Vorweg: Der Name „Schulbauoffensive“ ist ein Marketinginstrument der Berliner Landesregierung für ihre Politik in Bezug auf den Schulbau. Davon ist einiges weniges begrüßenswert, der Kern jedoch enthält eine Privatisierung des Schulbaus. Das ist noch nicht umgesetzt, aber wenn die zugehörigen Verträge unterschrieben werden, kostet es die Berliner mindestens 800 Millionen Euro. Schon jetzt verzögert die Privatisierung Investitionen dramatisch. Drei Jahre lang hat man sich nur mit Verträgen und Rechtskonstrukten befasst, statt zu planen, zu sanieren und zu bauen.

800 Millionen Euro Mehrkosten? Wie kommt das zustande?

Die Privatisierung soll über eine Wohnungsbaugesellschaft erfolgen, die Howoge, eine GmbH. Dieser Gesellschaft werden die Schulen bzw. die Neubaugrundstücke per Erbpacht für bis zu 37 Jahre übertragen. Von der Howoge mieten dann die Berliner Bezirke zurück. Die Mehrkosten entstehen nun, weil die Howoge erklärt hat, dass sie Schulplätze für das Doppelte der bundesweiten Durchschnittskosten bauen will.

Steht diesen Mehrkosten denn kein Mehrwert gegenüber?

Nein, keiner. Es entsteht dasselbe: Schulplätze. Nur eben viel teurer als nötig. Nicht besser, nicht schneller, nur teurer.

Der Berliner Senat hat einen bestimmten Mechanismus gewählt, um die Schulbauoffensive überhaupt angehen zu können. Können Sie uns erklären, wo das Problem liegt?

Das Problem beginnt mit einer kaputtgesparten öffentlichen Verwaltung und jahrelang zu geringen Investitionen in den Schulbau. Die Verwaltung tut sich schwer, den Investitionsberg schnell abzubauen. Und die Schuldenbremse verbietet angeblich eine Kreditaufnahme für die Finanzierung von Neueinstellungen und Schulbaumaßnahmen.

Verstehe ich das richtig: Der Bau neuer Schulen bzw. die Finanzierung ist also nur dann möglich, wenn private Investoren übernehmen?

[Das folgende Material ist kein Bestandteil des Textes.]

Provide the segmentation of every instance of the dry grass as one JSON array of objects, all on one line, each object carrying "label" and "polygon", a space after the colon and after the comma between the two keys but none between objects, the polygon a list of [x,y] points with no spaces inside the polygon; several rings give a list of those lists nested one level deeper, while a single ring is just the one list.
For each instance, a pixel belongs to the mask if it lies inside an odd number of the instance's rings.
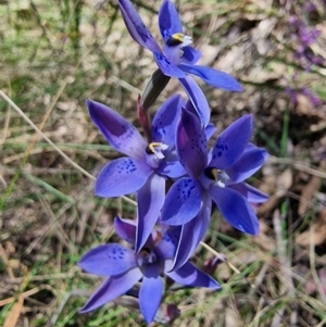
[{"label": "dry grass", "polygon": [[[254,142],[273,155],[252,183],[271,194],[258,207],[261,234],[250,238],[215,214],[204,242],[227,256],[214,277],[221,292],[179,290],[175,326],[326,326],[326,105],[285,92],[309,86],[326,100],[325,67],[305,72],[292,58],[289,5],[277,1],[177,1],[202,63],[239,78],[244,91],[202,85],[222,130],[239,115],[255,116]],[[322,35],[326,9],[311,20]],[[158,34],[154,11],[137,1]],[[291,9],[293,10],[293,9]],[[301,3],[294,10],[303,15]],[[137,312],[108,304],[80,315],[99,284],[76,267],[95,244],[115,240],[115,214],[133,217],[127,199],[93,197],[93,178],[116,153],[90,123],[85,99],[136,123],[136,99],[155,68],[128,36],[116,2],[0,1],[0,325],[145,326]],[[175,91],[168,84],[164,97]],[[201,265],[213,254],[199,247]]]}]

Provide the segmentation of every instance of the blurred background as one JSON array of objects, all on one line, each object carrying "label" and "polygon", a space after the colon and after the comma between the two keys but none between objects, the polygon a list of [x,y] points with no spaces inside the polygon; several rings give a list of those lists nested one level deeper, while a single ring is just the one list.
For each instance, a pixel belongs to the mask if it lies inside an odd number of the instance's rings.
[{"label": "blurred background", "polygon": [[[133,3],[161,41],[161,1]],[[174,326],[326,326],[326,1],[175,3],[200,64],[243,86],[231,93],[199,81],[218,131],[254,114],[252,141],[271,156],[251,184],[271,198],[256,206],[256,237],[213,215],[204,241],[229,263],[213,273],[223,290],[170,293],[165,303],[181,312]],[[146,326],[113,303],[79,314],[101,280],[76,263],[116,240],[116,214],[135,217],[123,199],[93,196],[85,171],[97,176],[118,154],[85,100],[139,126],[136,101],[155,68],[114,0],[0,1],[0,326]],[[171,80],[152,112],[176,89]],[[193,262],[212,255],[199,247]]]}]

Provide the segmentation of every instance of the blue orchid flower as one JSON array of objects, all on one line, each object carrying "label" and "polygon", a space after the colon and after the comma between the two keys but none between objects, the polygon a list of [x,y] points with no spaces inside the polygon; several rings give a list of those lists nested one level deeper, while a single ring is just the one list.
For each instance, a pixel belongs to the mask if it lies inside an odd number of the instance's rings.
[{"label": "blue orchid flower", "polygon": [[196,64],[201,52],[190,46],[191,37],[183,33],[183,24],[172,1],[164,0],[159,12],[159,25],[164,40],[163,51],[130,1],[118,0],[118,5],[133,39],[153,53],[164,75],[179,79],[204,126],[210,121],[210,106],[202,90],[188,74],[196,75],[214,87],[230,91],[242,90],[239,83],[230,75]]},{"label": "blue orchid flower", "polygon": [[[136,226],[131,221],[116,217],[114,227],[117,235],[134,244]],[[158,227],[150,235],[139,253],[117,243],[99,246],[86,253],[78,265],[86,272],[108,276],[105,281],[91,295],[82,312],[92,311],[125,294],[141,279],[139,289],[140,311],[150,324],[161,304],[163,282],[161,274],[174,281],[193,287],[220,289],[211,276],[187,262],[177,271],[170,272],[179,237],[179,227],[164,231]]]},{"label": "blue orchid flower", "polygon": [[176,147],[179,161],[189,176],[170,189],[161,221],[183,225],[174,267],[183,265],[204,236],[211,216],[212,200],[235,228],[256,235],[259,221],[249,202],[266,201],[267,196],[244,183],[266,161],[267,152],[249,143],[252,115],[244,115],[218,137],[208,153],[205,131],[189,110],[181,113]]},{"label": "blue orchid flower", "polygon": [[95,192],[113,198],[137,192],[138,252],[149,237],[165,199],[166,177],[185,175],[175,151],[175,130],[184,99],[175,95],[156,112],[147,141],[137,128],[112,109],[87,101],[89,115],[108,142],[127,155],[108,163],[97,177]]}]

Nein, das ist Unsinn. Aber das ist ein von dem Berliner Senat verbreiteter Unsinn. Die Spitzen der drei an der Landesregierung beteiligten Parteien LINKE, Grüne und SPD beteiligen sich an der Verbreitung dieses Unsinns. Schulen sind eine in der Landesverfassung festgeschriebene Aufgabe der Daseinsvorsorge. Schulische Bildung muss öffentlich finanziert werden, und das wird sie auch. Alle Kosten für den Berliner Schulbau standen und stehen in den öffentlichen Haushalten von Berlin. Das Geld ist also da. Mit der gewählten formellen Privatisierung will Rot-Rot-Grün nun diese Gelder in Schattenhaushalte verschieben. Dadurch werden im regulären Haushalt Mittel frei – für Wahlgeschenke, wie ich vermute, denn das fällt nicht zufällig in den Haushalt vor der nächsten Wahl 2021.

Würden Sie von einem Staatsversagen sprechen?

Nein, das ist kein Staatsversagen. Staatsversagen ist in meinen Augen, wenn die öffentlichen Strukturen zusammenbrechen und das Nötige nicht mehr machen können. Hier ist es anders. Das Nötige kann von der öffentlichen Hand erbracht werden, und das Geld dafür ist auch da. Aber eine Kaste von Politikern privatisiert diesen Bereich. Sie verschafft sich damit zusätzliche finanzielle Spielräume und versucht sich so die Wiederwahl zu sichern. Parallel dazu werden Beraterfirmen und die Größten in der Bauindustrie gemästet. Vor allem aber verdienen die Banken an diesem Modell, denn sie dürfen für die Schulbau-Kredite an die Howoge viel mehr Zinsen verlangen als für Landesanleihen.